On the 20th November 2010, Pep Guardiola's dominant Barcelona side produced another magical performance to defeat UD Almería 8-0 in La Liga.
Despite being away from the Camp Nou, the humble surroundings of the Estadio de los Juegos Mediterráneos witnessed history being made. Lionel Messi scored his 100th goal for the club on his way to completing another hat-trick.
But while the attention turned to Barcelona as Guardiola's side moved above rivals Real Madrid at the top of the table, for UD Almería, that night marked the end of a managerial era. Juanma Lillo sat helplessly in the dugout that evening, watching a team that he had helped to shape take his own team apart. And with it bring to a close another chapter in his own nomadic coaching career.
Lillo was sacked in the aftermath of the 8-0 reverse and Guardiola would have felt sympathy for the fate that he had bestowed upon one of his pivotal mentors. Guardiola has listed Arsène Wenger, Johan Cruyff and Marcelo Bielsa amongst those who inspired him the most. But Lillo is also mentioned heavily when the Catalan is asked about the biggest influences on his career.
Where the story began in Mexico
As Guardiola's own playing career began to wind down, he spent time in Italy with AS Roma and Brescia. This was before he headed to Qatar to boost his retirement fund with a period at Al-Ahli between 2003 and 2005. However, his career would surprisingly come to a close at Mexican outfit Dorados. But rather than see this chapter as the end, it was, in fact, the very beginning of a new story.
Representing Dorados as a player marked Guardiola's first formal step into management. The move was not about extending his own playing career, but about learning directly from a figure that had provided a sounding board for all his tactical theories over the last few years. Lillo had taken over Dorados that same year and it was an opportunity Guardiola was not going to let pass him by.
This was the start of Guardiola becoming one of the all-time greatest managers in the history of the game, here in the unlikely surroundings of the city of Culiacán Rosales. Taking the methodology he had learnt at Barcelona, Guardiola began to develop his own philosophy by embracing other influences from outside of the Camp Nou, and Lillo's approach in particular.
While their time together in Mexico was brief, it was extremely valuable. The duo had regularly discussed tactical developments over the previous couple of years. But now was their opportunity to turn their ideas into reality. It is unlikely that the Liga MX had any idea just what part it was playing in shaping the future of football during that 2005/06 season.
Both figures went their respective ways, with Guardiola leading a revolution at Barcelona before winning league titles in Germany and England. Meanwhile, Lillo continued with his own diverse path. He took various coaching roles in Colombia, Chile, Japan, China and his native Spain over the course of the next decade.
The mentor and the master
The 8-0 defeat suffered by Lillo's UD Almería to Guardiola's Barcelona in November 2010 would have been a privately poignant moment between the pair. No respect would have been lost and Lillo would have taken a small sense of pride over how his former student was changing the game at that time. All this despite the consequences to his own career.
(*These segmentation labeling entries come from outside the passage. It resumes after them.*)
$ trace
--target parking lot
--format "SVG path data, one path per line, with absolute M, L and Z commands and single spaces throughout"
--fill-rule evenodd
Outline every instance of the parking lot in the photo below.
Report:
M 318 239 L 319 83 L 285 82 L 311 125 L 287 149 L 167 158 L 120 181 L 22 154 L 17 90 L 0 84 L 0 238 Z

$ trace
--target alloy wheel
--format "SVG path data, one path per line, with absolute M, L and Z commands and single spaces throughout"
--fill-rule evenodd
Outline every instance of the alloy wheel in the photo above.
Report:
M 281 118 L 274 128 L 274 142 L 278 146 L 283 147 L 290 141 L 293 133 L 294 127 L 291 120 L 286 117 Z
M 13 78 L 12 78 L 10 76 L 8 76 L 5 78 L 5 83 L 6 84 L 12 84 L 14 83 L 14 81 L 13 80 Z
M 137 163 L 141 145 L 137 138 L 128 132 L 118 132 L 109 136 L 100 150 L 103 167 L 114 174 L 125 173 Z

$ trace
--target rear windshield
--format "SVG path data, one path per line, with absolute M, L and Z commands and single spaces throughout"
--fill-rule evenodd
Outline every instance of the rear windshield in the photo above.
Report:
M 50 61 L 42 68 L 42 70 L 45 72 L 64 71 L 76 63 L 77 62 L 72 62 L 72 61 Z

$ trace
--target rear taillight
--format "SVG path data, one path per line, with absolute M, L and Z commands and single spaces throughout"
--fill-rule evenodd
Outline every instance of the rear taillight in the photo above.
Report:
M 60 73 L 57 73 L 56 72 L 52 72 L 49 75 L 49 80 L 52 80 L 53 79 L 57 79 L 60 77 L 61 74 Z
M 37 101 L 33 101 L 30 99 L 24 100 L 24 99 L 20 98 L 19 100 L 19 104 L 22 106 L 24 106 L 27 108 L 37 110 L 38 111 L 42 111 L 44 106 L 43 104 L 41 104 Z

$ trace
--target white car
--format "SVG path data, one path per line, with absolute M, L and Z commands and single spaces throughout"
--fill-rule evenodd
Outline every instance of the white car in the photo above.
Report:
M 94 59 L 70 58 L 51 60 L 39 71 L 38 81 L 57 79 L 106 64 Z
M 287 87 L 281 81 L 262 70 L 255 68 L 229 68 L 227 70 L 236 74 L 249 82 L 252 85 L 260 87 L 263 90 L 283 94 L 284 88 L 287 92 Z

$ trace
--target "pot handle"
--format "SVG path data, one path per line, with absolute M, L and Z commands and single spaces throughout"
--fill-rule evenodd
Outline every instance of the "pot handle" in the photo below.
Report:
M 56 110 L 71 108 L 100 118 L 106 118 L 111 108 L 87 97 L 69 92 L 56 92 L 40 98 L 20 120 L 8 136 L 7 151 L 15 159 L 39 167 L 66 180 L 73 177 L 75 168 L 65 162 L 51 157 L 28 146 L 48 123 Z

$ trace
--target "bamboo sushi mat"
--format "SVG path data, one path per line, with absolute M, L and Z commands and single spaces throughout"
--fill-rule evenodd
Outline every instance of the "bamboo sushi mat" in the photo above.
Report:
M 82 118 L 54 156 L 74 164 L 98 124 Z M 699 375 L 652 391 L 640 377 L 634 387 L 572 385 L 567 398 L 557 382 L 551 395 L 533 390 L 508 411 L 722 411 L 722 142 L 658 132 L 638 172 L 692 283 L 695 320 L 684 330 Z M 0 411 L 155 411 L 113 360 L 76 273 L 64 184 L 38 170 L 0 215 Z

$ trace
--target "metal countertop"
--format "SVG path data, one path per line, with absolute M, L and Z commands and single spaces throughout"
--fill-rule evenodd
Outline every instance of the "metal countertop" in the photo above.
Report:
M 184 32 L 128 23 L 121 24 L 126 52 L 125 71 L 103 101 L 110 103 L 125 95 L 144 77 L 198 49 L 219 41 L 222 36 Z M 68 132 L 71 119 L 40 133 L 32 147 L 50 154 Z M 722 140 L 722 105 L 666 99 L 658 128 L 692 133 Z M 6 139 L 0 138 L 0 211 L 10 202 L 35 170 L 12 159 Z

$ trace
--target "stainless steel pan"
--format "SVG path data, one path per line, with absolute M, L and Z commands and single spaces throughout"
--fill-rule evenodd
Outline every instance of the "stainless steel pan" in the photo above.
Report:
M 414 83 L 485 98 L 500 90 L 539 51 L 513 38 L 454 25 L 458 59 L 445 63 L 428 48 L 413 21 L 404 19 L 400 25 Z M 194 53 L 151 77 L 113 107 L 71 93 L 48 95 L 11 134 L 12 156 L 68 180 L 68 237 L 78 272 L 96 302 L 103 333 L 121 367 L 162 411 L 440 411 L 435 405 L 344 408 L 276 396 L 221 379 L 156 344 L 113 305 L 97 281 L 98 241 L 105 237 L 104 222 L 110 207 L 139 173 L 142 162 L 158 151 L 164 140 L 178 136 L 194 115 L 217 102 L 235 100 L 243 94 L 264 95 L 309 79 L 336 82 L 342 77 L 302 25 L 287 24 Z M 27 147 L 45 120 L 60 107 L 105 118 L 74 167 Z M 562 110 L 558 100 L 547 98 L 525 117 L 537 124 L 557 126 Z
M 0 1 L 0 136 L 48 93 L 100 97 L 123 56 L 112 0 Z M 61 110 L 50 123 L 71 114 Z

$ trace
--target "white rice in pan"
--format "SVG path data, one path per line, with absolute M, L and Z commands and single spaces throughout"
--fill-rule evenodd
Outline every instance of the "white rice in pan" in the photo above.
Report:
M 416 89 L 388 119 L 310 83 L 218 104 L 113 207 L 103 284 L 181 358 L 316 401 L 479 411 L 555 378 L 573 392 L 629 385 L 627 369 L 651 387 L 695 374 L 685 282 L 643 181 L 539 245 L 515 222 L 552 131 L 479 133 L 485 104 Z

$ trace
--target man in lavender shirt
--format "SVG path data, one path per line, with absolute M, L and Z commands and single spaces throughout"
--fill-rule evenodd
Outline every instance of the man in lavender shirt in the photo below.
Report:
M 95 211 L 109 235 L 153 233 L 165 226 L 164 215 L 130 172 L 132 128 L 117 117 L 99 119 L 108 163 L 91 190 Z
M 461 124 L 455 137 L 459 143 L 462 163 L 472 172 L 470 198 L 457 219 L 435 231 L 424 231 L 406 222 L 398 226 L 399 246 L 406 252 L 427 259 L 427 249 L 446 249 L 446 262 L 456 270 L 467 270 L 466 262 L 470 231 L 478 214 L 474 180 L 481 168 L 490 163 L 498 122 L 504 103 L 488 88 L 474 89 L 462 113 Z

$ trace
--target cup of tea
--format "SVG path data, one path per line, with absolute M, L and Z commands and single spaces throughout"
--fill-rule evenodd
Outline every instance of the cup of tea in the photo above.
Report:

For Guardiola to now reportedly turn to Lillo again is intriguing. And it comes at a time when his Manchester City side has found itself comprehensively beaten by Liverpool both domestically and in Europe. Their immediate future in the UEFA Champions League remains in the balance and the decision suggests that Guardiola is going back to basics to put things right.
While Guardiola was frustrated to lose the services of Mikel Arteta to Arsenal, Lillo, if his reported appointment goes through, will provide a very different ear for the manager. He will challenge his decisions, and he will offer his own experience in reshaping the squad of riches that he inherits at Manchester City. On Friday, Lillo announced his departure from Qingdao Huanghai in the Chinese Super League.
Described by Guardiola as “the best coach I ever had”, it marks another significant moment in his managerial career in that he is taking a step backwards in order to move forward. Reuniting with Lillo will take him back to a time in his life that represented an exciting future, but only success will ensure that this particular story has a happy ending.